Enfin, dans la série des risques à couvrir, la santé est un risque que près de 75 % des entrepreneurs souhaitent couvrir tant elle détermine leur capacité de s’impliquer dans l’entreprise. C’est donc sans surprise que la plus grande majorité de ces entrepreneurs détiennent au moins une assurance arrêt de travail ou invalidité, une assurance décès ou une garantie des accidents de la vie. En revanche, la préparation de la retraite n’est plus un risque aussi préoccupant que par le passé et presque 1 entrepreneur sur 2 considère que ne pas s’en préoccuper n’est plus un risque. Étonnamment, c’est hors entreprise que se trouve la menace la plus forte puisque, pour 54 % des entrepreneurs, c’est la concurrence qui est le risque majeur pour l’entreprise. Plus préoccupant encore, le recrutement d’un collaborateur est vécu comme un risque pour 47 % des entrepreneurs et même pour 57 % des créateurs de startups…

Les tendances que cela révèle.

Ce baromètre est révélateur de tendances entrepreneuriales nouvelles ou renforcées. D’abord le recul d’une certaine forme d’aversion au risque. Chez les jeunes générations et dans les start-ups en particulier, les risques sont moins facteurs d’empêchement que par le passé. Ce phénomène est non seulement générationnel – les jeunes générations n’ont pas le même rapport au travail institué – mais aussi sociétal avec une pluralité des activités et, surtout, une conscience claire que la vie professionnelle sera une succession d’expériences différentes. Il révèle ainsi un ancrage dans le présent. C’est le retour du ici et maintenant et de la vision présentéiste du monde. La vision courtermiste du risque l’emporte comme en témoigne le fait que moins d’1 jeune start-uper sur 2 prend des dispositions pour préparer sa retraire. Puis, malgré les risques qu’elle comporte, la décision d’entreprendre est voulue et non subie dans 90 % des cas. En effet, 65 % des entrepreneurs et indépendants se sont lancés pour se mettre à leur compte et gagner en liberté.
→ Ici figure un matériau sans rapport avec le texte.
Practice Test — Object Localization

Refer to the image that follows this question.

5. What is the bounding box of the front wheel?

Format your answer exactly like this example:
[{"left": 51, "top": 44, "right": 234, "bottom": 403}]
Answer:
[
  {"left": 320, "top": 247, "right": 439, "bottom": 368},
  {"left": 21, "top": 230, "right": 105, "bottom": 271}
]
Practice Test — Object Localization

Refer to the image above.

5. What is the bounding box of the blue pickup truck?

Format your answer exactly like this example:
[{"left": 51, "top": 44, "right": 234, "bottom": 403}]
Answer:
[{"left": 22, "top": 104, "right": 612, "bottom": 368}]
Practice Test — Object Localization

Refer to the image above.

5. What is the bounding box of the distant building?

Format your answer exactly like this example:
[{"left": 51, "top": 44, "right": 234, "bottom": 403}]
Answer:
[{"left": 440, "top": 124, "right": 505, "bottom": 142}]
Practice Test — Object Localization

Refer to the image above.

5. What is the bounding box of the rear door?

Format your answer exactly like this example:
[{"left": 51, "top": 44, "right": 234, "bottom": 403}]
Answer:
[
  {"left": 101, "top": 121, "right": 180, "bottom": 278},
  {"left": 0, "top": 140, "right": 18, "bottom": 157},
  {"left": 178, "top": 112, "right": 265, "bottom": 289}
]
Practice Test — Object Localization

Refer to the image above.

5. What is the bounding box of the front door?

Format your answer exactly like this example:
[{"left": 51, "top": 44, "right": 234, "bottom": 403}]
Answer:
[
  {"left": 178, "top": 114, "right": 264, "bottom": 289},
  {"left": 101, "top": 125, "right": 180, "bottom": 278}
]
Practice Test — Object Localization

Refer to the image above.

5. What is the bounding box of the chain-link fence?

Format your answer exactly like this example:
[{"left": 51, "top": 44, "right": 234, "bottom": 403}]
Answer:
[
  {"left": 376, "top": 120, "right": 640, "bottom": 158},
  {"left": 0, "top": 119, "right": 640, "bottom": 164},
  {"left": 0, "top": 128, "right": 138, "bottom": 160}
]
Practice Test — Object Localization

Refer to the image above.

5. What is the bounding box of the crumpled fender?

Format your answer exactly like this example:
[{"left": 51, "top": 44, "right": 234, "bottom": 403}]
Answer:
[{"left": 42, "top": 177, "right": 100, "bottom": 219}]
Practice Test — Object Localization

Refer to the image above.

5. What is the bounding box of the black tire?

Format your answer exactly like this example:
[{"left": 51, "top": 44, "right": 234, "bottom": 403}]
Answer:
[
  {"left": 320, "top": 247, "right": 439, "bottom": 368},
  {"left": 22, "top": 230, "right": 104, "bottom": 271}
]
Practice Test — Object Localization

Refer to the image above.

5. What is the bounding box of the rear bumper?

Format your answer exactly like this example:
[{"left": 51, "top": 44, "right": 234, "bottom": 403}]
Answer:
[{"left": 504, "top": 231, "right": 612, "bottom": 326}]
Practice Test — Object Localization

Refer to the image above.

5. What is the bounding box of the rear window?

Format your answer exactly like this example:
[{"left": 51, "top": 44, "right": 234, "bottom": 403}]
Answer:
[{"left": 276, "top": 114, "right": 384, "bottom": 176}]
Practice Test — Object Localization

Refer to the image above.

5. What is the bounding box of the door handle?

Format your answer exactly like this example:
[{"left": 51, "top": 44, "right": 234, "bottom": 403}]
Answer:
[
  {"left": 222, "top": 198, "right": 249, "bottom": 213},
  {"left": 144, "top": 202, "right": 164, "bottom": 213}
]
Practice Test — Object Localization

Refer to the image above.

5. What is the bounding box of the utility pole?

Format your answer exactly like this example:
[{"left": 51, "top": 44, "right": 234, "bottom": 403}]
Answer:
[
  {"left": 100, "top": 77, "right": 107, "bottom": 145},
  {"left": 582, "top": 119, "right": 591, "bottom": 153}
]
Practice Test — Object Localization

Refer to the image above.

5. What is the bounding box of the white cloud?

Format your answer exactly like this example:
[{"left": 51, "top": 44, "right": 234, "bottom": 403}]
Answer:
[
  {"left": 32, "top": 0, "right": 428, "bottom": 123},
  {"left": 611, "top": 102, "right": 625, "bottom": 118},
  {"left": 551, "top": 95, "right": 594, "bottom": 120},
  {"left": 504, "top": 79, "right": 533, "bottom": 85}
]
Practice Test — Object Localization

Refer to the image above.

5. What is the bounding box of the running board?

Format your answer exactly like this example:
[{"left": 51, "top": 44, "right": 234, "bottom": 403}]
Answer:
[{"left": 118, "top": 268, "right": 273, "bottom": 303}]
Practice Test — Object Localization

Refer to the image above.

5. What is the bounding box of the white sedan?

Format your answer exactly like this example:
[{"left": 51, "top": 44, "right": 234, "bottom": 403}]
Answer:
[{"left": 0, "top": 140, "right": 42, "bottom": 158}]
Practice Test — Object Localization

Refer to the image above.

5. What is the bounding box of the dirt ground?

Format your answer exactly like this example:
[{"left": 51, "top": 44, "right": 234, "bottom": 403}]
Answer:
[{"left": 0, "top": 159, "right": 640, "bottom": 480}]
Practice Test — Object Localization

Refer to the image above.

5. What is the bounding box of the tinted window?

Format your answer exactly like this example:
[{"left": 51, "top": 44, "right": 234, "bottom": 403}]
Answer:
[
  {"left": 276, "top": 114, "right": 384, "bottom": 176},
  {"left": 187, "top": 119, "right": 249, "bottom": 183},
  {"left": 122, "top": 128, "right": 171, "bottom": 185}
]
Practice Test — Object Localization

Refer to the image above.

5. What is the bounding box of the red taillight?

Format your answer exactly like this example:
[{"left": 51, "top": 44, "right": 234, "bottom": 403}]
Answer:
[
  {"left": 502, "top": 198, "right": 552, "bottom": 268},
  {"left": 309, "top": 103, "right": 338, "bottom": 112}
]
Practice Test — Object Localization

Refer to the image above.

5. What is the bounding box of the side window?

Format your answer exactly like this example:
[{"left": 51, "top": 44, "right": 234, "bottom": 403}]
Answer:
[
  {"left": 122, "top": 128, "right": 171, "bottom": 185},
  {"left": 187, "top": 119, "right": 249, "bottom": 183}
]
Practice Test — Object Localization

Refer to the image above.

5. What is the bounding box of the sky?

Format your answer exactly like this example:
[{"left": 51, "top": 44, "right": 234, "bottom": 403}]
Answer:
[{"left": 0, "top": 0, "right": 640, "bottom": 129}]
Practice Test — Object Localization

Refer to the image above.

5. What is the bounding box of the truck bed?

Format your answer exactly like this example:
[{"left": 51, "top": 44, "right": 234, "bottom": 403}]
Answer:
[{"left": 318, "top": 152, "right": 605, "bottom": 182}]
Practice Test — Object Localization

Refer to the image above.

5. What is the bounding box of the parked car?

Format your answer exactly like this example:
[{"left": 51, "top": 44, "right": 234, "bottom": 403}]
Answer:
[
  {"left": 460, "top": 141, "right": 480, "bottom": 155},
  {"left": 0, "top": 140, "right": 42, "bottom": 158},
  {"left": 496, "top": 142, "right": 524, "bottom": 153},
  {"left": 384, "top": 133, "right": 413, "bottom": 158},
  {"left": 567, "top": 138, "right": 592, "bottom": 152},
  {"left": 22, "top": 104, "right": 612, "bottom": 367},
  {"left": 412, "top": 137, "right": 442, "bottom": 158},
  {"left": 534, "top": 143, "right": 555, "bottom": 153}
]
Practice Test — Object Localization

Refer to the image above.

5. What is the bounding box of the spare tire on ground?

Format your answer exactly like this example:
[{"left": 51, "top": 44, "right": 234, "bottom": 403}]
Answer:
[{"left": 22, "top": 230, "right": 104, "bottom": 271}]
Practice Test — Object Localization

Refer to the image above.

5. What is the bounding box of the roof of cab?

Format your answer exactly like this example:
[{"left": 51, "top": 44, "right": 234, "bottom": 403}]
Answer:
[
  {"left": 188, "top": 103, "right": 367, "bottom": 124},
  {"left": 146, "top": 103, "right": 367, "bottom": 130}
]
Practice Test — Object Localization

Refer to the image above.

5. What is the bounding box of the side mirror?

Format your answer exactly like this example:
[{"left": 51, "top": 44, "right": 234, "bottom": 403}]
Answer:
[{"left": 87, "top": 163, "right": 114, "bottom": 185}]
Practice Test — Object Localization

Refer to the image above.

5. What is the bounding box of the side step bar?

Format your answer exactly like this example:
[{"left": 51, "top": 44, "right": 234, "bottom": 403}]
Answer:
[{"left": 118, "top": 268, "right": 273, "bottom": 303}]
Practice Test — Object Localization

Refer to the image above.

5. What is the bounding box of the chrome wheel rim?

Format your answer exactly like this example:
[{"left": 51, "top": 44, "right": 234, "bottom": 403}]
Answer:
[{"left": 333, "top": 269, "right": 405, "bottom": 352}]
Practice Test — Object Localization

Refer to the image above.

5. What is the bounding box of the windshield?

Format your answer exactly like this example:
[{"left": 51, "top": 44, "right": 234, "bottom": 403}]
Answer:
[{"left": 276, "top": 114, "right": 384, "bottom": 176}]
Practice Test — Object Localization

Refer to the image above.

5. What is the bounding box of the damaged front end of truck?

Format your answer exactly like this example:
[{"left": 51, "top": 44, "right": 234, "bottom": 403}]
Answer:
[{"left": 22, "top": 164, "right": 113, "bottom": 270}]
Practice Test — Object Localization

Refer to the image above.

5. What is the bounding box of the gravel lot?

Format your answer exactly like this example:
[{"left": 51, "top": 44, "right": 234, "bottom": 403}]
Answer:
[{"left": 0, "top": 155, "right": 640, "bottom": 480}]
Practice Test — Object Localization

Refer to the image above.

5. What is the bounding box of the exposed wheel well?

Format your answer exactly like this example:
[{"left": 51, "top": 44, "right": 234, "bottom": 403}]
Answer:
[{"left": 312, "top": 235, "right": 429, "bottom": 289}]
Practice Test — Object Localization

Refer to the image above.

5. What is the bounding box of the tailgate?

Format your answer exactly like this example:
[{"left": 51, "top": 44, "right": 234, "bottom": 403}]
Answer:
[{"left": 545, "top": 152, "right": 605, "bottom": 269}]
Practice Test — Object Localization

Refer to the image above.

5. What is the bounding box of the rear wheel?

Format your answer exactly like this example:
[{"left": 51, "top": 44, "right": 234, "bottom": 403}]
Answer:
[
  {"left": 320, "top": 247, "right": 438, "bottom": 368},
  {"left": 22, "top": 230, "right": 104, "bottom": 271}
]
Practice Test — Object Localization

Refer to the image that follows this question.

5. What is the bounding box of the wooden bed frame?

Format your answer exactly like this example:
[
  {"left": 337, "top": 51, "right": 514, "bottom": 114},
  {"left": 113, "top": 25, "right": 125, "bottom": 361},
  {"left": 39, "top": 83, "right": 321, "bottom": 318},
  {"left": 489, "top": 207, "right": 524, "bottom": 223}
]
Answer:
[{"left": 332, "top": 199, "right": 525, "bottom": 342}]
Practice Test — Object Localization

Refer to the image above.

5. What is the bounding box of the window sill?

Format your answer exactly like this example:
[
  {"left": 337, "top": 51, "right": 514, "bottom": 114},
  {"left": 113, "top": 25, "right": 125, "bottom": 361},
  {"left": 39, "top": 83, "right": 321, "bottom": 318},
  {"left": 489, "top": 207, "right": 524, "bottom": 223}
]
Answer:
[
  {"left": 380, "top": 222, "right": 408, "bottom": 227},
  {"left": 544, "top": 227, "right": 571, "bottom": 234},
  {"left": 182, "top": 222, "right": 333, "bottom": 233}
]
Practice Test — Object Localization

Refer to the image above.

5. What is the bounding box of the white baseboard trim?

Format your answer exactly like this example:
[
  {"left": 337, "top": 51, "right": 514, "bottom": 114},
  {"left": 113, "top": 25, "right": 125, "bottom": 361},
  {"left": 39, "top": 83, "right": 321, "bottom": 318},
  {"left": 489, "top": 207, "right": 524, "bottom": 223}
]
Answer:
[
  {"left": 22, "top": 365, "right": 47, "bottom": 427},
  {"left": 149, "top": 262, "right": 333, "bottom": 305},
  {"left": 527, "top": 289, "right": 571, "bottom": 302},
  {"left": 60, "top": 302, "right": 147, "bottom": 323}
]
Il s’agit d’une véritable rupture avec l’entrepreneuriat d’il y a dix ou quinze ans.

La gestion du risque est une variable de performance pour les entrepreneurs. Couverts et donc rassurés, ces derniers évitent une trop forte dose de stress et peuvent se concentrer à leur activité et le développement ou la pérennité de leur entreprise. Mais, dans une économie où l’entrepreneuriat et le travail indépendant semblent être appelés à se développer au détriment du salariat protecteur, il faut espérer que les assureurs vont inventer de nouvelles réponses de protection de ces risques entrepreneuriaux personnels et professionnels. C’est un enjeu indéniable pour le succès de la dynamique entrepreneuriale.


1. Selon le rapport du CESE sur les « Nouvelles formes du travail indépendant » de novembre 2017.
2. Selon un rapport de l’OCDE sur l’entrepreneuriat de 2015.
3. Selon l’INSEE en 2017 l’âge moyen des créateurs d’entreprise individuelle est de 36 ans et la part des moins de 30 ans parmi eux augmente : elle est de 37% en 2017 contre 35% en 2016 et atteint même 50% dans les activités de conseils. Accéder au rapport.
6. Baromêtre de la prise de risque des entrepreneurs et indépendants, Opinion Way AGIPI, 2018.